The problem is that these alternative methods of building waste rock dumps cost more than just dumping the waste rock in the nearest valley. It’s cheaper in the short term to build a water treatment plant to remove selenium than to change mining practices to keep the selenium out of our water in the first place. For a publicly traded company like Teck, centuries are far beyond their timeframe.
How is the Line Creek treatment plant making the selenium problem worse?
The treatment involves a biological process that removes selenium from the water—and it does work. Unfortunately, biology is complex and it turns out that in the process some of the remaining selenium is being converted into forms that are many times more easily taken up into the food chain than the normal form of selenium.
The end result is that total selenium downstream of the plant is lower, but because of its higher bioavailability, selenium levels in fish downstream are higher than they would be if the treatment plant weren’t operating.
Teck has a plan to add a chemical process to the treatment to convert these more bioavailable forms of selenium to the normal form, but it is not yet installed.
How are allowable levels of selenium downstream of the Elk Valley coal mines determined?

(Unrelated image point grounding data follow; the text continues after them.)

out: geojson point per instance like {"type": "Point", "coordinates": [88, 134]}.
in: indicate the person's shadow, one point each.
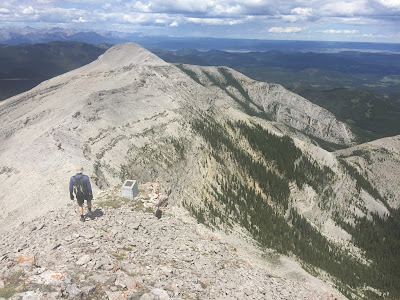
{"type": "Point", "coordinates": [97, 213]}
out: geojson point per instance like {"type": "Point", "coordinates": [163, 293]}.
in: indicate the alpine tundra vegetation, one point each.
{"type": "Point", "coordinates": [243, 157]}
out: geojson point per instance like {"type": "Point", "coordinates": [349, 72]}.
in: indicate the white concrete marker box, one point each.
{"type": "Point", "coordinates": [130, 189]}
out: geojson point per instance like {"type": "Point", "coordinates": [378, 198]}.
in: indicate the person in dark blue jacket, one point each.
{"type": "Point", "coordinates": [79, 185]}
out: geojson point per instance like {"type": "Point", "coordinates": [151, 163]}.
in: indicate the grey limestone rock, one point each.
{"type": "Point", "coordinates": [84, 260]}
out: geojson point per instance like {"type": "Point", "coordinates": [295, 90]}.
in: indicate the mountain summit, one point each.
{"type": "Point", "coordinates": [243, 157]}
{"type": "Point", "coordinates": [107, 113]}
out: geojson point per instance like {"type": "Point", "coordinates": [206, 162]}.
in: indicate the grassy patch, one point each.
{"type": "Point", "coordinates": [109, 203]}
{"type": "Point", "coordinates": [15, 284]}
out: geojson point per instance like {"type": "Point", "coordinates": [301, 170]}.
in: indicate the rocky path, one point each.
{"type": "Point", "coordinates": [123, 253]}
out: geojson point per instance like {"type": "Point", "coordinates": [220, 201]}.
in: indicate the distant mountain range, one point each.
{"type": "Point", "coordinates": [15, 36]}
{"type": "Point", "coordinates": [240, 155]}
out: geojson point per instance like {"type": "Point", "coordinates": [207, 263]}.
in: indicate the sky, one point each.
{"type": "Point", "coordinates": [326, 20]}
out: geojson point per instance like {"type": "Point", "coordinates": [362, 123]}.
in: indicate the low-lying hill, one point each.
{"type": "Point", "coordinates": [241, 156]}
{"type": "Point", "coordinates": [25, 66]}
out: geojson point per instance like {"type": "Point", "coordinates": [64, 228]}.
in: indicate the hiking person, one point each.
{"type": "Point", "coordinates": [79, 185]}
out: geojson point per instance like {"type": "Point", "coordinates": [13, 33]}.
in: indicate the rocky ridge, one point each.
{"type": "Point", "coordinates": [122, 112]}
{"type": "Point", "coordinates": [123, 252]}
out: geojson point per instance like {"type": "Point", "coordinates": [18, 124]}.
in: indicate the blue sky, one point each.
{"type": "Point", "coordinates": [327, 20]}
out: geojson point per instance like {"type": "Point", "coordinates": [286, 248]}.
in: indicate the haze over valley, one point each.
{"type": "Point", "coordinates": [269, 171]}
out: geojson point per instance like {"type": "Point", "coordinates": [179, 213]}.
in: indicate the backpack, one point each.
{"type": "Point", "coordinates": [79, 188]}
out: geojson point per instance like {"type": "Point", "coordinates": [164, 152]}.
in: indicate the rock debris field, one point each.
{"type": "Point", "coordinates": [125, 253]}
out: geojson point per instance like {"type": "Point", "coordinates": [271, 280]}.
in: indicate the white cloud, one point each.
{"type": "Point", "coordinates": [340, 31]}
{"type": "Point", "coordinates": [285, 29]}
{"type": "Point", "coordinates": [4, 11]}
{"type": "Point", "coordinates": [28, 11]}
{"type": "Point", "coordinates": [390, 3]}
{"type": "Point", "coordinates": [80, 20]}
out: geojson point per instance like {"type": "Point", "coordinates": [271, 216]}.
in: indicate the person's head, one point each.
{"type": "Point", "coordinates": [79, 169]}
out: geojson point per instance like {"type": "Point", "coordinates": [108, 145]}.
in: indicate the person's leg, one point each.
{"type": "Point", "coordinates": [80, 208]}
{"type": "Point", "coordinates": [89, 205]}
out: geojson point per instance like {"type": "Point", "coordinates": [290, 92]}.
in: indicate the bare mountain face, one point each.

The selenium problem coming from the Elk Valley coal mines has been known since the 90s, but it was only in 2013 that the BC Government ordered Teck to develop a plan to get a handle on selenium pollution (and other types of pollution including nitrate, calcite, cadmium and sulphate).
Teck worked with various consultants under BC’s professional reliance system to develop acceptable levels of pollution based on acceptable levels of reproductive failures in fish and other aquatic life. The resulting document, Teck’s Elk Valley Water Quality Plan (PDF) sets out the maximum levels of selenium at various locations in the Elk Valley and downstream, with targets coming into effect over the next 16 years. As BC has only a water quality guideline for selenium, not a legal maximum, the Elk Valley Water Quality Plan selenium targets, developed by Teck and their consultants and approved by the province, are many times higher than the BC water quality guideline.
There are two additional wrinkles: Environment Canada and Montana. Environment Canada has no regulations on selenium, but by default it is a contravention of the Fisheries Act to pollute streams with fish in them. Since a regulation for selenium is being developed, but won’t be ready for at least a few years, it isn’t clear if Environment Canada is willing to enforce the Fisheries Act in the Elk Valley.
As water from the Elk Valley flows into the Kootenay River and the Koocanusa Reservoir, which crosses the US border into Montana, there is a lot of concern from south of the border about selenium pollution. The US has their own rules about selenium, but of course they can’t enforce their rules in Canada.